Last year, we drew a simple distinction in Token Mania: Securities and Utility Tokens. One involved the capital structure, and the other involved mutualizing assets of a company. Well, the world ended up being far more complex in terms of what software tokens are able to do and represent. Several projects in the space have been building a Taxonomy (i.e., a categorization scheme) to make sense of these activities -- with great work from The Brooklyn Project, Brave New Coin, Untitled Inc., OnChainFx, 20|30 and others. And like these projects, we now contribute into the Creative Commons an attempt at unifying and clarifying an Autonomous Taxonomy. The reason that this work is important is because good data architecture drives many downstream decisions, and also has meaningful regulatory implications.

Our top level categories are (1) General Monetary Instrument, (2) Application Utility Token, and (3) Tokenized Financial Instrument. Monetary instruments are the payment unit of crypto economic activity, with coins like BTC attempting to be used everywhere for all use-cases, and protocol tokens like ETH attempting to be used generally within its protocol. Also included in this category is the concept of Central Bank-back crypto currency. Next, we we split out Utility tokens into public (e.g., Filecoin) and private chains (e.g., UBS settlement coin). Within public, we use the thinking of the Brooklyn project, which relies on token features: ownership of internal and external objects (e.g., Identity, Cryptokitties),  economic participation (e.g., Binance  coupons), and the ability to perform activities, like doing work for rewards or purchasing a license to use a software. 

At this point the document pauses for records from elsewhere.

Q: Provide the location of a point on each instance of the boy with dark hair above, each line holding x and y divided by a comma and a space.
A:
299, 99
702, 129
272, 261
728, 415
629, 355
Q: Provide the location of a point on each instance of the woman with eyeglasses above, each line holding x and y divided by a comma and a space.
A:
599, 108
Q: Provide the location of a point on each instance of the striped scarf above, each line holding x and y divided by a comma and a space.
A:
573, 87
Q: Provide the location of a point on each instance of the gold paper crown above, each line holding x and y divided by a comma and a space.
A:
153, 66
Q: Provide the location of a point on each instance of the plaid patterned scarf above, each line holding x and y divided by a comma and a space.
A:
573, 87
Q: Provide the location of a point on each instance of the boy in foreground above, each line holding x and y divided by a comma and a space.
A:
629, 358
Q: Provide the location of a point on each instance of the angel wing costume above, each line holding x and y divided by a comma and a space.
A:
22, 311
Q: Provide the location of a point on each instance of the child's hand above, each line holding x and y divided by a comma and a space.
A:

The last category of Financial Instrument primarily refers to the coming wave of (1) security tokens, which are akin to equity or real estate crowdfunding sitting on more modern, decentralized infrastructure. These assets have an established and clear role relative to capital tables of corporate entities. We expect a convergence of enterprise and public blockchains as consortia digitize existing capital markets and become interested in crypto liquidity. Also included are (2) DAOs as economic entities, (3) Insurance/Risk contracts, (4) and Digital Assets, either native or tokenized. There are a few interesting edge cases that we discuss in the full paper -- what is the practical difference between a cryptocurrency "backed" by a gold asset, and a gold asset that has been tokenized into ownership shares. Or, when does a native digital asset like a Crypto Kitty start looking like an equity interest in a Picasso?  Anything we missed?